What the Assassin’s Creed Movie Did Better.

I didn’t look at any in-depth reviews of the movie before going to see it. I heard a few things in passing about how it’s another bad video game movie. I was even told to not bother with it because it was just ‘so bad’.

I don’t know what people expect from video game movies, but I think they’re too much. Adaptations will be adaptations, not one-to-one translations of the games. I’ve heard others say it and I agree with them: the two are fundamentally different types of media. Video games are built on hours of interactive gameplay and the fantasy of roleplaying. Short cutscenes in games are worth it because the players had to do something to get to them. Movies are there for the audience to sit back and watch for two hours, not enough time to weave intricate backstories to get into.

In my opinion, the movie did really well in adapting the concept of Assassin’s Creed into a more exciting feature film. If you’ve ever played the games some parts weren’t really good for a movie. For example Desmond and his friends were always on the run. Then what did they do after? They sat down and fiddled with the Animus. For the movie I think the real world parts were at least done way better.


The rendition of the Animus in the film was one of my favorites.
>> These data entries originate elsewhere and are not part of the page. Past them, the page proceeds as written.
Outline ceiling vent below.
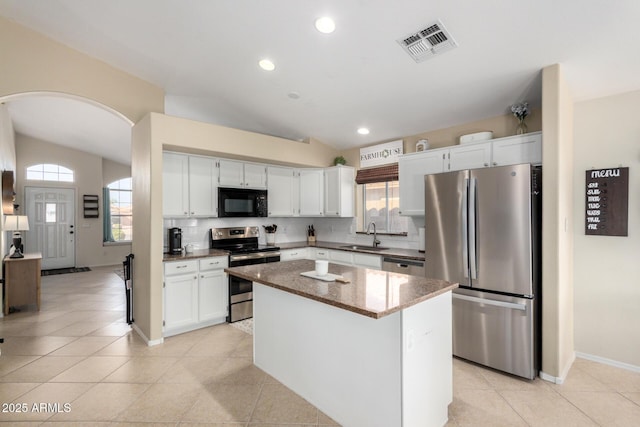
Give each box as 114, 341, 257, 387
397, 20, 458, 63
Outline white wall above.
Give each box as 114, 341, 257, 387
16, 134, 131, 267
573, 91, 640, 369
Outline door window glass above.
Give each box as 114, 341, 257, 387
44, 203, 57, 222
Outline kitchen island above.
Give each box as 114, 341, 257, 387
225, 260, 457, 427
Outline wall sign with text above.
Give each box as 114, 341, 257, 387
584, 168, 629, 236
360, 139, 403, 168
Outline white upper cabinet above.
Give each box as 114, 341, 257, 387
162, 153, 218, 218
218, 159, 244, 187
298, 169, 324, 216
445, 142, 491, 171
398, 132, 542, 216
218, 159, 267, 189
267, 166, 298, 216
398, 150, 445, 216
162, 153, 189, 217
244, 163, 267, 189
491, 132, 542, 166
324, 166, 355, 217
189, 156, 218, 217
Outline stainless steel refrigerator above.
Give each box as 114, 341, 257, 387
425, 164, 542, 379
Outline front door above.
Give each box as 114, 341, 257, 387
25, 187, 76, 270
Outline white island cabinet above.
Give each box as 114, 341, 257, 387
163, 256, 229, 337
226, 260, 457, 427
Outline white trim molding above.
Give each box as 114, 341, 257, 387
131, 323, 164, 347
576, 352, 640, 373
539, 352, 576, 384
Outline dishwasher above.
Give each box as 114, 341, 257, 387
382, 257, 425, 277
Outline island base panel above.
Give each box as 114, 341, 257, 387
254, 282, 452, 427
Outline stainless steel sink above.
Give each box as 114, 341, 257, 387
340, 245, 389, 251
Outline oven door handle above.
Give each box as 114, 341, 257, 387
229, 252, 280, 261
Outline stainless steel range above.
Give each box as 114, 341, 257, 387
209, 226, 280, 323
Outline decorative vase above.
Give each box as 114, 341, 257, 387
265, 233, 276, 246
516, 117, 529, 135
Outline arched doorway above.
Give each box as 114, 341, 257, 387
0, 92, 133, 269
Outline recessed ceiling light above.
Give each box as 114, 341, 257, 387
316, 16, 336, 34
258, 58, 276, 71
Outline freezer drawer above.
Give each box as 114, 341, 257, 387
453, 289, 538, 379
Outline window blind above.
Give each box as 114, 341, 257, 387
356, 163, 398, 184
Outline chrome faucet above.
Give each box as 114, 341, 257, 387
367, 221, 380, 248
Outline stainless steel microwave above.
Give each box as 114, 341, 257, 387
218, 187, 268, 218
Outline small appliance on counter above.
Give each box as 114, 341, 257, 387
167, 227, 182, 255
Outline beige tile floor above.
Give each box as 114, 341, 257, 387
0, 267, 640, 427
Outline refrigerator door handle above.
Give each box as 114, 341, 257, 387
460, 178, 469, 278
453, 294, 527, 311
468, 178, 478, 279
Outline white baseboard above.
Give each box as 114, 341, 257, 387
131, 323, 164, 347
539, 352, 576, 384
576, 352, 640, 373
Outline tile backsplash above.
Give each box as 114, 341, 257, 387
163, 217, 424, 252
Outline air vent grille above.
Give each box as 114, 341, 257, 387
396, 20, 458, 63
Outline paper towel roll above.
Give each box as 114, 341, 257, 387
418, 227, 424, 252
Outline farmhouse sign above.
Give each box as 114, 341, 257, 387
360, 139, 403, 168
584, 168, 629, 236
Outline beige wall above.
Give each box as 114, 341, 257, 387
131, 115, 163, 343
0, 104, 16, 256
573, 91, 640, 368
16, 134, 131, 267
102, 158, 131, 187
541, 65, 575, 382
0, 17, 164, 122
340, 108, 542, 168
153, 114, 338, 167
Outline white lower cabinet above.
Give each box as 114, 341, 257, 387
164, 262, 198, 336
163, 257, 228, 337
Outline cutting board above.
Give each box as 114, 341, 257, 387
300, 270, 345, 282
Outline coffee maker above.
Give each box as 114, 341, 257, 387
167, 227, 182, 254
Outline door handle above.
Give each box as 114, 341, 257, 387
452, 294, 527, 311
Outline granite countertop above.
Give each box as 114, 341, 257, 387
162, 249, 229, 262
225, 260, 458, 319
276, 241, 425, 261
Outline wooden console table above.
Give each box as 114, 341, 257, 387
4, 253, 42, 316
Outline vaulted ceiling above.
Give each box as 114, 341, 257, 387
0, 0, 640, 166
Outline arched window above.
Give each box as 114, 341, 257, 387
27, 163, 73, 182
103, 178, 133, 242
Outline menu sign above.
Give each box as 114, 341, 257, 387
584, 168, 629, 236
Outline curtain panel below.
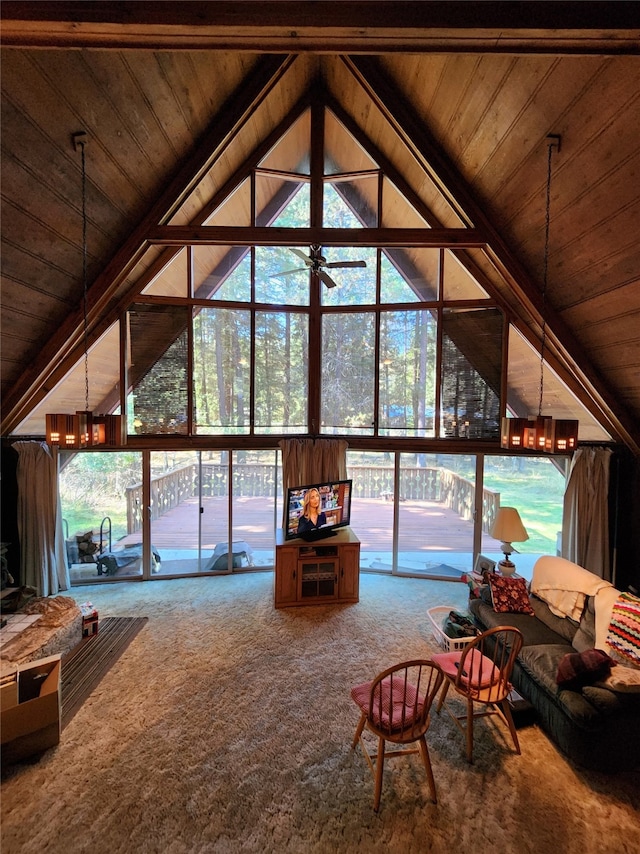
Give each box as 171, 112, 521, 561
13, 442, 71, 596
562, 448, 613, 581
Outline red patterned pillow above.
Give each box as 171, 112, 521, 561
489, 575, 535, 616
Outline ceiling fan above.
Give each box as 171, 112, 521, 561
270, 246, 367, 288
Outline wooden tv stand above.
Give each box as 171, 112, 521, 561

Instead of just a fancy chair, it’s like an awesome virtual reality rig complete with 3D holograms for public viewing. Its structure was well used too as storytelling devices in key scenes. Another one from the games is the Bleeding effect. Similar to the games, the modern Assassins were able to meet their ancestors through memories even in the real world. Callum was even seen training with Aguilar’s hallucinations. In the games, Synchronization was an excuse for failure states. The said reason was that the user of the Animus had to reenact the memories up to a certain threshold. Synchronization in the movie, though, made a lot more sense. The memories were just playbacks. The users were the ones who had to keep up with those memories in order to remain in sync. They had to train up in order to synchronize with their Assassin ancestors’ movements.

The memory scenes inside the Animus were short, admittedly. If it was in the game it would be similar to just one mission out of the whole campaign. The focus on the real world is a contrasting change from the games where players enjoyed the freedom inside the Animus more.

You can say Callum Lynch was maybe a generic action movie character… but there were two scenes specifically that I think the movie did well and did originally. One is his Leap of Faith. It was an awesome moment. It was the time he fully synchronized with Aguilar. To me it was symbolic of some turning points in the movie. It was him breaking free of the Templar’s control and the start of their rebellion inside Abstergo. And it was also as if the Templar’s machine could not even handle the Assassins’ moves at their fullest. The other was Callum’s Initiation into the Assassin Order. I don’t think it was done like that in the games before. You can call it an Avatar State or something similar. Maybe it was a metaphor for Callum fully accepting his heritage. Fragments from all his genetic memories came together for an awesome scene. And was that Sophia’s ancestor we saw?

Speaking of Sophia Rikkin, I thought she was a suitably  ambiguous character. Was she a true villain or not? Even until the end that question wasn’t given an answer. The movie says it directly; she was a scientist first before a Templar. She truly believes in her goal of eradicating violence. But will she abide by that even if it means having to be in the Templar Order? We wouldn’t know. Maybe in a sequel. Hopefully.

I really enjoyed the movie because it was the kind of cryptic and ‘cool’ writing that I would write. It resonated with me well.